With the recent removal of privacy protections that would have prevented ISPs from selling their customer’s browsing data, HTTPS is no longer enough to browse the web securely and privately while avoiding marketers. When you use HTTPS, it encrypts the data going between you and the website, however your ISP (and the ISP of the website) can still see that you are visiting that website at that date and time. The only way to get around that is to stay completely within the Tor network, which requires using a hidden service version of the web or internet service you’re accessing- and that is different than just using the Tor browser to visit “regular” sites.

Another issue is cost.

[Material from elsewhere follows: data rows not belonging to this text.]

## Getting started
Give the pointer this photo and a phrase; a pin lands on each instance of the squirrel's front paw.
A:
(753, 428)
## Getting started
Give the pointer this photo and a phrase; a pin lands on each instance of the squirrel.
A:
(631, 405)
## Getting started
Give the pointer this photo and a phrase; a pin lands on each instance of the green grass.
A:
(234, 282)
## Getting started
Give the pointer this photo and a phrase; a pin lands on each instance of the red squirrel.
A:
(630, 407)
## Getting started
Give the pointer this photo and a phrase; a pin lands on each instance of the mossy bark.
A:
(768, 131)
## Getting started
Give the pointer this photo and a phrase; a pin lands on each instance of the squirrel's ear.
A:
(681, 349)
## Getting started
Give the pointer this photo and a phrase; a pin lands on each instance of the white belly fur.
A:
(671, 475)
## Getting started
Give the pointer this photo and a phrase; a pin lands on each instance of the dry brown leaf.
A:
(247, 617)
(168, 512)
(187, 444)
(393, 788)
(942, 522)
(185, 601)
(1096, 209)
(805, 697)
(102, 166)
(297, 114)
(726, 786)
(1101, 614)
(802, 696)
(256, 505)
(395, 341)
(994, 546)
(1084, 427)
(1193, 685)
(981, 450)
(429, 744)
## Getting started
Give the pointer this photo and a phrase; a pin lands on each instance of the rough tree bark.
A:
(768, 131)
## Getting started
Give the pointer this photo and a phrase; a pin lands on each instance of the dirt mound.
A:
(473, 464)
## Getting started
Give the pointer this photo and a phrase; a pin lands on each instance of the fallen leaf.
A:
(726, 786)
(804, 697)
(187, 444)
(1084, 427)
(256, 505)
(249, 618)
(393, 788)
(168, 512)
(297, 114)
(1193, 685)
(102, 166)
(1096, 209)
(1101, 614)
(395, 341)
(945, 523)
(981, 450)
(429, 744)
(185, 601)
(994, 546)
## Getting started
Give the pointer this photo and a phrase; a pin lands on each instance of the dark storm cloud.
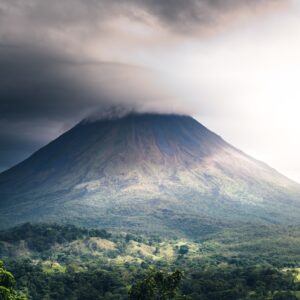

The clear web is the commercial web. Setting up a domain in the clear web requires paying a domain name registrar, paying for whois privacy, paying for an SSL certificate to enable HTTPS (unless you use Let’s Encrypt), and possibly paying for web hosting and a static IP address. Contrast that with setting up a .onion: there is no domain registrar to pay since the Tor software automatically generates a .onion address for you, there is no whois directory so your privacy and anonymity are assured by default*, and it is possible to have a 100% free/libre open-source software stack, all the way up and down. The best benefit of all is that no one, even ISPs, can see who is using your service or when.

That service could be a website, which is probably the most common use of a location-hidden service, but it could also be email, ssh access, ftp, telnet, … anything you can do over the internet you can do over Tor, and within Tor using .onion services.

The slides cover more benefits in greater detail and I hope that more people will consider offering a secure, anonymous version of their internet service, whether it is a website or an online game or social media, if for no other reason than to prevent ISPs from selling all our data to marketers.

*although you can still mess those up if you mis-configure your website.